The VESC was designed for children aged 4–10 years old, with Fox and Leavitt’s initial sample consisting of 40 Caucasian, primarily suburban children (44). The measure has also been administered to 155 African American preschool aged children from low socio-economic status families in Washington DC (81), and following translation to Hebrew, the measure has also been administered to 134 second and fourth-grade students in Israel (79). The measure has also been translated to Spanish (80), although no published studies using this adaptation could be found. An alternate version of the questionnaire is available, with the characters depicted as either male or female, and for the Israeli population, the name of the cartoon character was changed, and several items were altered (79).

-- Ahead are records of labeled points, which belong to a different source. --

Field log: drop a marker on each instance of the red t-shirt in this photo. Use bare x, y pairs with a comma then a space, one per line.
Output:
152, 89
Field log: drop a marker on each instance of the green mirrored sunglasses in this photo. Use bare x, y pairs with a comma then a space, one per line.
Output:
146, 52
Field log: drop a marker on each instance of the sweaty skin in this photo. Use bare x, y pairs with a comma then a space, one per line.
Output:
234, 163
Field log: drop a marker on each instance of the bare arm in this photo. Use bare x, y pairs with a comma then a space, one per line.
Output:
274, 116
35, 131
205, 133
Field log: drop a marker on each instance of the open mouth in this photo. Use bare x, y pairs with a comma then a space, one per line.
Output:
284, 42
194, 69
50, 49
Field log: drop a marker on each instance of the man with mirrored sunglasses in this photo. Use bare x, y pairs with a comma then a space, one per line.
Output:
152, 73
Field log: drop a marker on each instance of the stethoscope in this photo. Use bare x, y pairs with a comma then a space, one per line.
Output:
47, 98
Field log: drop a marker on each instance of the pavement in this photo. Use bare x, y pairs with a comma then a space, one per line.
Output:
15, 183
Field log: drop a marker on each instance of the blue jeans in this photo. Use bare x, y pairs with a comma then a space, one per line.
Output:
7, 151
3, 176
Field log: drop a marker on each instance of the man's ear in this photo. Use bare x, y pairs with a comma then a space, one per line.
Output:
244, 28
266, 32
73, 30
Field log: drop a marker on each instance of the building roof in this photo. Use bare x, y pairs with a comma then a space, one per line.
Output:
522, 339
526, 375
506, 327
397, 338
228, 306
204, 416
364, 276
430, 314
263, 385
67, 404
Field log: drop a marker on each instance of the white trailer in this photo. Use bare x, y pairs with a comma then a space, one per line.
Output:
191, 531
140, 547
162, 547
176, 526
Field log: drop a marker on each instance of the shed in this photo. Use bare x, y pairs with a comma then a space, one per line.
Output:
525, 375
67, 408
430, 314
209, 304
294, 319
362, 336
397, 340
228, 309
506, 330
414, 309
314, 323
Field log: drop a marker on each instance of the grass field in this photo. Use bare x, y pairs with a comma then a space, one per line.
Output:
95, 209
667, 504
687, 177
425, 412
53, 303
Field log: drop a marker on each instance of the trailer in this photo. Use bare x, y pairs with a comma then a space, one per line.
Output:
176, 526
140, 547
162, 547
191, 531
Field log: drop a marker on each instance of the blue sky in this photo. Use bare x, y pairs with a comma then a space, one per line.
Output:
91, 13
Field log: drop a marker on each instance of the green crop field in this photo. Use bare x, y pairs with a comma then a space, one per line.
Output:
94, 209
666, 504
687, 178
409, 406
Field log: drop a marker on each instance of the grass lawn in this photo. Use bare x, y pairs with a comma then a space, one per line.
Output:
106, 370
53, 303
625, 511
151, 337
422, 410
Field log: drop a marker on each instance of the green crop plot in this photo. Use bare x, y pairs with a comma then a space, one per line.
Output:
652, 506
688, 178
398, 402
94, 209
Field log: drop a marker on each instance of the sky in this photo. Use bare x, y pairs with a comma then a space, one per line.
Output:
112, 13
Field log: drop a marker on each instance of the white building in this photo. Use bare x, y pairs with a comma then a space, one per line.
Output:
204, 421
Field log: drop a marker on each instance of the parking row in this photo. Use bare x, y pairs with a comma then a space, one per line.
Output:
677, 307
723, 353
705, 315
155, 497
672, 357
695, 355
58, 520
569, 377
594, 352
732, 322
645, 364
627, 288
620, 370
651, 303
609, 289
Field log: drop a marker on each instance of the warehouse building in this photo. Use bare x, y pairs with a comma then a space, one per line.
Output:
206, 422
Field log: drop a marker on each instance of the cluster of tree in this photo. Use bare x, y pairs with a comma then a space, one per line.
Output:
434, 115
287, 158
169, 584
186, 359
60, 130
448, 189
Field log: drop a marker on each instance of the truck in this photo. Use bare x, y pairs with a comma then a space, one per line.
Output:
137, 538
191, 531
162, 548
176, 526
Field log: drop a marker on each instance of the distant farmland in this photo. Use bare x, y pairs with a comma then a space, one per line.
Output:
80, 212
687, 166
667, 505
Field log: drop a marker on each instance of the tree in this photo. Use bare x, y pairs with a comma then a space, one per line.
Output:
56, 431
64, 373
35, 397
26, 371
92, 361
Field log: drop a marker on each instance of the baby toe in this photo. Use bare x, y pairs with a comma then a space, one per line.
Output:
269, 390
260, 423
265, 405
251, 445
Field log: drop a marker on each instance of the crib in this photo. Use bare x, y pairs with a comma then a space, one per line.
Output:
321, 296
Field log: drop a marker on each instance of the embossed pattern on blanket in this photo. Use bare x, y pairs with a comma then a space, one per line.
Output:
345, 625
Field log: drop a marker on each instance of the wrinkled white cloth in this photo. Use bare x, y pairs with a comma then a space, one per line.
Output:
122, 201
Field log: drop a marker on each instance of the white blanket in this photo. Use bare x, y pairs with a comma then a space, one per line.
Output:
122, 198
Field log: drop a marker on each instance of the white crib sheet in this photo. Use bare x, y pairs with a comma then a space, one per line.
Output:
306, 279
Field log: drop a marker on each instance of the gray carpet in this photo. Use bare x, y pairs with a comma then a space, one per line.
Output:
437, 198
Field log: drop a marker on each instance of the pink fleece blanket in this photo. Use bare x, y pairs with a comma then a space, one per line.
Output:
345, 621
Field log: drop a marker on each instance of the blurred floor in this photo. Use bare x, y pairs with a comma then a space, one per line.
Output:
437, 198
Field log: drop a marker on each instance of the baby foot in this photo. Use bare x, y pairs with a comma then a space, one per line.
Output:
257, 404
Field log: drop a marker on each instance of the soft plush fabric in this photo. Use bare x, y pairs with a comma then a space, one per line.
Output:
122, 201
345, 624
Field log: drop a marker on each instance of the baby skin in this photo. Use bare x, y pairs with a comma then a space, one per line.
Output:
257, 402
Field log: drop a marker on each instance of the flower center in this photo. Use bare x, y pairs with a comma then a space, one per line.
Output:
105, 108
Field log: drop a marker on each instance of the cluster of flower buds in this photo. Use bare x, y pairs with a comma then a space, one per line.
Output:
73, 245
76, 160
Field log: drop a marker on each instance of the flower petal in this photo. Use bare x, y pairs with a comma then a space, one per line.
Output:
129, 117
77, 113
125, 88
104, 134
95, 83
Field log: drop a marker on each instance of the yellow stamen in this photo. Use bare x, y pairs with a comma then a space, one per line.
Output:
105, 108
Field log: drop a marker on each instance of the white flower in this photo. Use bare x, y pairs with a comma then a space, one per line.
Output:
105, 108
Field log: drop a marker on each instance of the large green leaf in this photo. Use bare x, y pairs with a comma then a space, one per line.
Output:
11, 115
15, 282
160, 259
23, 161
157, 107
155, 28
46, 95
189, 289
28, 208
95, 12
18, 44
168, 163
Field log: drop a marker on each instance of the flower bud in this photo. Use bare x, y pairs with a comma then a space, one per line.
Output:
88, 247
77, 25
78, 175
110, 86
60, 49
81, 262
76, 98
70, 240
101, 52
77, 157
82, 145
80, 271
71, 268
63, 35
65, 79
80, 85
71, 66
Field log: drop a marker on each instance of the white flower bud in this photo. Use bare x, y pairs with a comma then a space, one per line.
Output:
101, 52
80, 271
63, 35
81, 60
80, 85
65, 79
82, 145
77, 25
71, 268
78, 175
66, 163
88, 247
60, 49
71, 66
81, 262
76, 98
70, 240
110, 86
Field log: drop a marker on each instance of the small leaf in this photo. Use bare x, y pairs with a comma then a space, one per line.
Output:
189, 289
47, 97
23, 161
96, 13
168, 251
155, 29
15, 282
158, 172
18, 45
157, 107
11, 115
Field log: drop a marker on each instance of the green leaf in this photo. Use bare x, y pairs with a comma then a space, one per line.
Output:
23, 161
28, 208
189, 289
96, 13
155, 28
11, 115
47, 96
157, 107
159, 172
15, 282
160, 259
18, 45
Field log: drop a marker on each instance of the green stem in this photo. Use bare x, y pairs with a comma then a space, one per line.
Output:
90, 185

Despite this measure being applied in a country other than its origin, the psychometric data available is limited, meaning that it scores low on the COSMIN PROMs criterion (33). The researchers describe the study as “face valid” and as having content validity as it was developed on the TISH (42) and asks about similar areas of violence exposure as other measures. Internal consistency was also reported to be between α = 0.72 to α = 0.86. There are no interrater statistics for interviews. Shahinfar et al. compared parent’s and children’s reports of the child’s exposure to violence and found a significant relationship, but found poor concordance between VESC parent and child reports (81). However, this may be due to differences in interpretation of items or lack of parental knowledge of their child’s exposure. Convergent and concurrent validity was found in non-clinical and diverse samples, and discriminant validity found for diverse samples (78).
Discussion
The four measures applied cross-culturally were compared using the COSMIN PROMs criterion (33). Information on structural validity, measurement invariance, measurement error, criterion validity, and responsiveness could not be found for any of the measures, so they were not included in the discussion or in Table 2. While this could be considered a potential limitation, it was expected that not all criterions would be used due to COSMIN PROMs being a tool to compare patient-reported outcomes, rather than one to compare measures for childhood exposure to DVA.
When considering the appropriateness of measures for gaining global estimates of childhood exposure to DVA, the researchers considered three main areas: firstly, which measure had been most commonly applied within LMICs, second, which was most acceptable according to the indicators covered in COSMIN PROMs, and finally, which measure covered aspects of exposure to DVA the closest, based on our current understanding. Three of the measures have been applied in LMICs—the CEDV, which has been implemented in Brazil (50), India (51), Iran (52), Iraqi-Kurdistan (53), Pakistan (54), and South Africa (55), the JVQ, which has been applied in China (71), Pakistan (73) and South Africa (75), and the CPIC, which has been applied in China (64–66), and Pakistan (67). Based on this information, it could be assumed that the CEDV is the most appropriate measure for assessing childhood exposure to DVA within LMICs, although it is still sparsely implemented.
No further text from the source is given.